C, C++の標準規格に存在するStrict aliasing rules。これについて、プロでもなかなか理解されにくい(現状、自分でも理解できているかどうか怪しい)ので、極力わかりやすく書いていきたいと思う。
- TL;DR
- はじめに
- 未定義動作とは
- Strict aliasing rulesとは
- mallocやmmap、共有メモリの扱いについて
- Strict aliasing rulesに従いつつ、別の型のメモリとしてアクセスする方法
- 終わりに
- 参考
TL;DR
原則として、別の型のメモリとしてアクセスするようなコードを書いてはならない。別の型のメモリとして使う場合はmemcpy
を使う方法が最も無難である。
はじめに
Strict aliasing rulesは、個人的に非常に難しい規則であり、知らず知らずのうちに未定義動作(以下UB; Undefined behavior)を起こすコードを書いてしまう恐れがある。特に「あるメモリを別の型として扱うようなコード」を書き慣れている人にとっては、とても辛く、理解しがたいものと思われる。
しかしUBコードはそもそも書いてはいけないコードであるので、故にStrict aliasing rulesは原則として守らなければならない。
そこで、UBとStrict aliasing rulesについて、極力誰でも理解できるように書いていきたい。
未定義動作とは
UBとは、意図した動作となることが保証されないプログラムのことである。
UBとなるコード以外は問題ないように見受けられるかもしれないが、実際にはUBを含むコードは、それ以外にも悪影響を及ぼす。つまり、問題のないコードも、書いた通りに動かなくなる可能性がある。
これの真に恐ろしいところは、一見何も問題ないように動く可能性もある、という点である。これは一見何も問題がないから安心なのではなく、後々大きなバグが見つかる可能性もあり、そしてUBを含むプログラムは、本当はロジックも間違っていて、その間違ったロジックで動いている保証もないので、原因を突き止めることも困難になる。
したがって、実務コードではUBを含むコードは書いてはならない。それを許して良いのは競プロやコードゴルフのみである。
Strict aliasing rulesとは
Strict aliasing rulesは、ある型T
とU
において、T
型の値v
に対して、1つでも満たしていると*(U *)&v
のようにアクセスすることが許される、以下の規則である。
T = U
であるU
がT
に修飾した型(const
,signed
,unsigned
)であるT
がstruct { U; ... }
,union { U; ... }
もしくはそれに修飾した型であるU
がchar
もしくはそれに修飾した型である
4.については、int8_t
, uint8_t
も使える場合があるが、基本使わないほうが良い。これらの型はsigned char
, unsigned char
の型エイリアスとして実装されていることがあるが、そうでない場合もあるからである。
これらを満たさないアクセスは、UBとなる。そのため、よくテクニックとして書かれる*(U *)&v
は、実はStrict aliasing rulesを満たさない場合は書いてはならないのである。

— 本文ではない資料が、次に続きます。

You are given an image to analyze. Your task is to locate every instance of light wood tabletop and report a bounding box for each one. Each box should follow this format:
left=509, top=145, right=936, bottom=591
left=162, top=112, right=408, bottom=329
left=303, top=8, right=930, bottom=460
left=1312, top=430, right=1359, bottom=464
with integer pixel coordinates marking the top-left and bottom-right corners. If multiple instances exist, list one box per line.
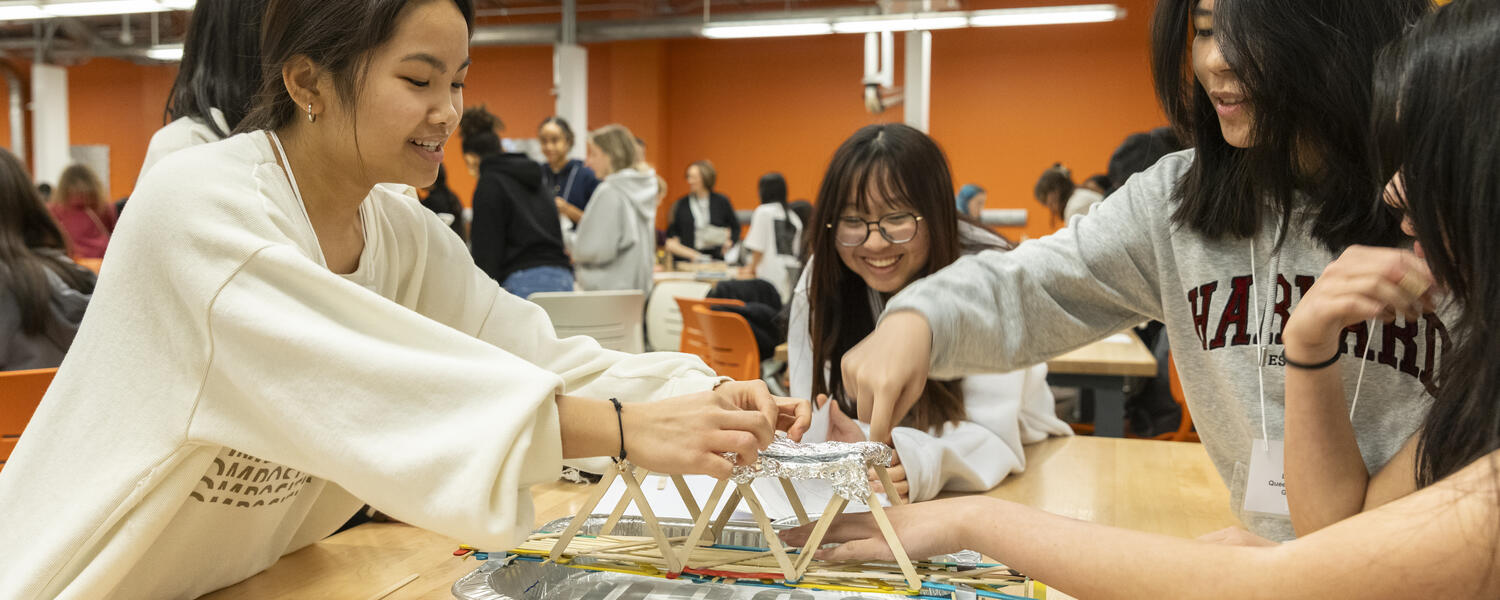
left=204, top=437, right=1238, bottom=600
left=1047, top=332, right=1157, bottom=377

typedef struct { int m; } T1; typedef struct { T1 m1; long long m2; } T2; int main(void) { T2 v = {{42}, 42LL}; *(T2 *)&v; // OK *(const T2 *)&v; // OK *(T1 *)&v; // OK *(char *)&v; // OK *(float *)&v; // Undefined behavior return 0; }
Strict aliasing rulesは実のところ、C, C++プログラムを最適化するために作られた規則である。したがって、なぜこのような規則があるのかについてはプログラマ目線から見ても理解できない可能性が高いので、解説しない。
この規則はC, C++プログラムを高パフォーマンスなものにする手助けをしているということだけ覚えておけば良いだろう。
malloc
やmmap
、共有メモリの扱いについて
Strict aliasing rulesを見て、malloc
やmmap
、共有メモリを生成したときも、常にvoid *
でなければならないと思った方もいるかもしれないが、そこは1度だけ任意の型のポインタとして扱えることが許されているので安心してほしい。
なぜなら、これらは型を持たないメモリに過ぎないからである。このような動的に割り当てられたメモリは、最初は型を持たない。動的割り当ての後に、そのメモリへのポインタを特定の型のポインタとして格納することで、初めてそのメモリは型を持つ。
そのため、動的割り当てされたメモリにおいては、異なる型のポインタへのキャストが許されているので、安心してキャストして良い(もちろん、そこで型が決定されるので、そこからは別の型のメモリとしてアクセスしてはいけないが)。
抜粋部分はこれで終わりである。